Is that the right policy?

I wrote a quick blog post on the topic and I’ve been trying to reach out beyond our core community to get advice. Someone out there has got to have done this before and has some experience, right?

I posted on and submitted it to the Hackaday tip line because I thought both of those communities might have some good advice.

Can anyone else think of another community which might have advice on how to talk to companies as a community project?


I like to think so anyway :slight_smile:

I would add a blurb about the code being GPL, so they should work with the
community and contribute fixes to the main codebase rather than forking it and
trying to add ‘exclusive’ or ‘proprietary’ features to it.

There is a good chance that they will find a way to undercut you and Hannah on
this. This means you’ll have to find the ‘next big thing’ to do or start making
money building things with the maslow rather than building the maslow itself.

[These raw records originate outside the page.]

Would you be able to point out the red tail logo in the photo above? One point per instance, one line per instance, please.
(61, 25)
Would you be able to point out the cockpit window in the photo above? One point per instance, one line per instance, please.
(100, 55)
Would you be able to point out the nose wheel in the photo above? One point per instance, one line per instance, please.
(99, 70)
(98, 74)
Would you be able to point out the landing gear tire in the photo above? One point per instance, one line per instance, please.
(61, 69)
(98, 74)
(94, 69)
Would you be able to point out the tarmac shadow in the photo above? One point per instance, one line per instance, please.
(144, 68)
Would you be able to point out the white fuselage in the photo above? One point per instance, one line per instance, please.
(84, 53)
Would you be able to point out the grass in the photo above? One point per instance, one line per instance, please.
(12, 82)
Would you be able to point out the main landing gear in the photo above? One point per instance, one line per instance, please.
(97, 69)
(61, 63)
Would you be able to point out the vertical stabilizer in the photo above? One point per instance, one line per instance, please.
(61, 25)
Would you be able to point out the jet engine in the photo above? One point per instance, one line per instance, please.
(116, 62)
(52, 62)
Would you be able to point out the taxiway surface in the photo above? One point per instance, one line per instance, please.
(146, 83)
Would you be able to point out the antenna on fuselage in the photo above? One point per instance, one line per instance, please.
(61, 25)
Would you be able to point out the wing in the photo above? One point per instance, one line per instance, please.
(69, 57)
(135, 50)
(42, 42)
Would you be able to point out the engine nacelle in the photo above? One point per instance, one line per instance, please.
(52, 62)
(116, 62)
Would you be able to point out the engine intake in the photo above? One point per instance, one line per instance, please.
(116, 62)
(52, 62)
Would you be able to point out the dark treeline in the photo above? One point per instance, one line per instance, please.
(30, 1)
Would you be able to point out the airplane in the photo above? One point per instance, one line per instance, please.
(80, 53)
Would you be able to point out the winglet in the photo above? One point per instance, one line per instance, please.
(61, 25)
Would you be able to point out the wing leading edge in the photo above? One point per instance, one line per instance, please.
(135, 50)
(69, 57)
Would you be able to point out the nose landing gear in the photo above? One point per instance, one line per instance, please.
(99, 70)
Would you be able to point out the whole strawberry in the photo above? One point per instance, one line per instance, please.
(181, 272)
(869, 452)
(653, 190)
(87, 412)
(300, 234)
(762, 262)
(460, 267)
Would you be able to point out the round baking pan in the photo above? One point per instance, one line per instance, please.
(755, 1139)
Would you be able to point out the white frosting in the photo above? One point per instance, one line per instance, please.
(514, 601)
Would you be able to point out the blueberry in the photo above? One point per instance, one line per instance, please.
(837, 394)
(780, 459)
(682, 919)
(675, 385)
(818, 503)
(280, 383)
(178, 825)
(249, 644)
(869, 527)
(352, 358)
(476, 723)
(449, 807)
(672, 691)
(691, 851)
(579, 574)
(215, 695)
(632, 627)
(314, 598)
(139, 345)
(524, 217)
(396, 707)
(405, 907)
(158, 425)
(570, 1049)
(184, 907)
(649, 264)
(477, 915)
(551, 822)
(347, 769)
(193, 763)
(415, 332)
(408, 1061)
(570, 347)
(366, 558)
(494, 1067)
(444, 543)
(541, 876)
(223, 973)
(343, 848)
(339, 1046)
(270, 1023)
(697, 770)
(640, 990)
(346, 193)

In an ideal world, when the commercial entities get big and efficient enough to
under-cut your small operation, they see the value you are providing to their
business and pay you to keep working on it :slight_smile: but that doesn’t always happen.

In any case, since the designs and code is open, they do have the ability to do
a commercial version without asking, so the fact that they are asking and want
to work with you is promising (as long as they don’t think they can get total
ownership of things)

David Lang


From a completely naive standpoint:

It seems like having a commercial version would help your vision of getting the Maslow to the masses if they can make it easier for novices to implement (I am not sure how they’d get around the user having to build the frame, but I am sure it could be done). That said, it would also be great if they embraced your philanthropy toward schools.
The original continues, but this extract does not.